Her plight and desperation gave her boldness way beyond her personal status –a gentile woman begging a Jewish rabbi for help and even arguing her case with him. Jesus told her he was sent to work with those who had gone off the rails among the Israelite people. Were the Pharisees faces flashing in front of his eyes? Was his heart even more wounded and weary at the memory of such obstinacy and arrogance and “little faith” of these Jews when confronted by this outsider, expressing her belief and “great faith”. Was he amazed even then at such insight and trust and simple God likeness that this woman showed?
She wouldn’t let up. “It is just not right to take food out of the mouths of the children and throw it to little dogs,” He said. “Fair enough, Lord.” But even dogs are not denied the scraps that fall off the family’s table.” Jesus marveled at her great faith and gave her what she wanted. He repented and changed his mind. He couldn’t even convince his own people but she didn’t need any convincing. Truly this woman was more like God and closer to the heartbeat of God than any true blue Jew he had come across.

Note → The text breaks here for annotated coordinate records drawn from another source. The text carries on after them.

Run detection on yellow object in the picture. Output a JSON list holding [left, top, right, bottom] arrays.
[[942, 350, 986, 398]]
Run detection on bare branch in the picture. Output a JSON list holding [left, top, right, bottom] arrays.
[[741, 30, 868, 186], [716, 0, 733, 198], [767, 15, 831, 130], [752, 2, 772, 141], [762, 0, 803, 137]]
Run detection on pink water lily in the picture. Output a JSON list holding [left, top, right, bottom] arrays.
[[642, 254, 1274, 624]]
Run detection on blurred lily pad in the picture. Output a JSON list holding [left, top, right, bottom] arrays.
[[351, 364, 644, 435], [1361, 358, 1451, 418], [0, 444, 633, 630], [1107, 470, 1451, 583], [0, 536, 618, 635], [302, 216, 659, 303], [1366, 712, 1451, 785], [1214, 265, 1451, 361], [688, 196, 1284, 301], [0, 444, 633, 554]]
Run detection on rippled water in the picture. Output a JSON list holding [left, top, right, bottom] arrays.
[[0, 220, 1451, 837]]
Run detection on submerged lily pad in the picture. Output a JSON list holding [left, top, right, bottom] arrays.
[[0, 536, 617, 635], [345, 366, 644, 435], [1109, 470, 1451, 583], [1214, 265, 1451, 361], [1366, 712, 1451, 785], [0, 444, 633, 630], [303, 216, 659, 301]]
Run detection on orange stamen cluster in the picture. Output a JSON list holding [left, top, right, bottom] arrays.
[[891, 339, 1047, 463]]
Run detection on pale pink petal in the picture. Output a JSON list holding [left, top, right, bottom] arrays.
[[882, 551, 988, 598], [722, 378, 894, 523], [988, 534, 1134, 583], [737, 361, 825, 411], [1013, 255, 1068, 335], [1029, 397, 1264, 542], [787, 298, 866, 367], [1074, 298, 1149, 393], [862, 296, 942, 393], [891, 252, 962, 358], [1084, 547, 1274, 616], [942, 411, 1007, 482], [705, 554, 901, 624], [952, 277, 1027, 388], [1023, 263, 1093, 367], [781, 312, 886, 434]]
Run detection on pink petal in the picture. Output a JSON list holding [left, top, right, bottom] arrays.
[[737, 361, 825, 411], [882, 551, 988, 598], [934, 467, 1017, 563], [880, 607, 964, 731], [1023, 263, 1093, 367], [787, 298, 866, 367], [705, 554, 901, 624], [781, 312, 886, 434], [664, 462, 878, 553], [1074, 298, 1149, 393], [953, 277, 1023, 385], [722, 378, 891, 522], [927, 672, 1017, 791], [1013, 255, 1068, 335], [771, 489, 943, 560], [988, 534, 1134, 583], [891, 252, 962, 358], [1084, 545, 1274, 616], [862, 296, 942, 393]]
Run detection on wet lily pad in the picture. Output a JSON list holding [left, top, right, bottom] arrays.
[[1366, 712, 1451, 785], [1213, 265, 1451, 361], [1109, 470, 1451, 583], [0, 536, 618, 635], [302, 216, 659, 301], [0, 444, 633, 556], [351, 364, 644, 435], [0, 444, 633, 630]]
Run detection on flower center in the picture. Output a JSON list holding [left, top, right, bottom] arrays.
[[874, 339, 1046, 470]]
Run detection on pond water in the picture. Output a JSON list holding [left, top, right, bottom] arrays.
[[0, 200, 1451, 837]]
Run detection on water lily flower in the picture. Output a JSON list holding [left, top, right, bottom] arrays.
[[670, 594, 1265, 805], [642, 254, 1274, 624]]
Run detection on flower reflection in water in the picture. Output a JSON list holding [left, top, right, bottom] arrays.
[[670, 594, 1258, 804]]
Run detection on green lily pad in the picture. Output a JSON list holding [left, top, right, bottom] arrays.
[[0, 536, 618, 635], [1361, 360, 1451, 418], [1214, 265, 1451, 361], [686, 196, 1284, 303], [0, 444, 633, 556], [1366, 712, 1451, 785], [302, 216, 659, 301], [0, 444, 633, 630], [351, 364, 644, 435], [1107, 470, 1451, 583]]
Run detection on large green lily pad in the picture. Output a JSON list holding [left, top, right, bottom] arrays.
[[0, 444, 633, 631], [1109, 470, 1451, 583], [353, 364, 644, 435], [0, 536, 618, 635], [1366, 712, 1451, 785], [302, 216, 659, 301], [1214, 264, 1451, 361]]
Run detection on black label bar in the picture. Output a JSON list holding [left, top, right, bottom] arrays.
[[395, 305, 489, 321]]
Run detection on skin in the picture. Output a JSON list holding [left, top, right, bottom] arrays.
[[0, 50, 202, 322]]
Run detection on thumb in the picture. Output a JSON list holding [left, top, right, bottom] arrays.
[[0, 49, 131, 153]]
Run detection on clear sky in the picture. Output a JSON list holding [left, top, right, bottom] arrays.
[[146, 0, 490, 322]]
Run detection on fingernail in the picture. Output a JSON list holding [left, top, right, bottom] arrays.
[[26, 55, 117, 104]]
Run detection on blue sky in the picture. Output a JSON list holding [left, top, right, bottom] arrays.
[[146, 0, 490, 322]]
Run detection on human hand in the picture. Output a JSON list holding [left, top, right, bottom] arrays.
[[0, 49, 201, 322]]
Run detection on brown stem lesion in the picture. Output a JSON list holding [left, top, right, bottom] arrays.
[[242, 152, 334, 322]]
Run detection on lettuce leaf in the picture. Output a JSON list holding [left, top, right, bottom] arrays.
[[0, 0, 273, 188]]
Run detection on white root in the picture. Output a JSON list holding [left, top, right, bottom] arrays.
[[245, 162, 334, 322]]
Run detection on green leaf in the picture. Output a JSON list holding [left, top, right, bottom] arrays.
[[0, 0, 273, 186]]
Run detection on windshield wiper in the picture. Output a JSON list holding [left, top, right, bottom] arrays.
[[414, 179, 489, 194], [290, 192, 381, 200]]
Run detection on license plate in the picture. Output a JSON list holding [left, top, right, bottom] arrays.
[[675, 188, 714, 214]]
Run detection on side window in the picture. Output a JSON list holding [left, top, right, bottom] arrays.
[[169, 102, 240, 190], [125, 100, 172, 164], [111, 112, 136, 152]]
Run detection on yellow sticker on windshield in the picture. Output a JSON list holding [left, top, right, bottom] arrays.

His own people turned their backs on him. Some people accepted him though, and put their trust in who he said he was and what he said he was on about.
This woman had just enough knowledge that gave her hope, and she was closely in touch with her feelings and longings of love. She wasn’t driven by status or power she didn’t have any. But she was open to God and God revealed to her the truth of Jesus, it doesn’t come through knowledge but through God’s spirit deep within, and it is a “knowing”. The kind of knowing that comes from within with a strange sense of certainty and it gives you peace. The place to connect with this knowing is in silence, away from the voices and words that come thick and fast all around us to distract us from our hearts. We need to find the solitude to listen to ourselves. It is here that the knowing will give way to love and desire. It will grow into courage, determination, and energy, and good righteous anger begins well up. It makes you beat against the doors of heaven even when they are silent. Even when God seems to turn away you have a knowing in your being that God is your only hope and you can wrestle with God until the presence of Christ comes through with a blessing. You might have to wrail and vent your anger and disappointment and kick the doors in before you feel heard. But surely Jesus will come and say “Your faith has got real guts I will do for you what you ask.”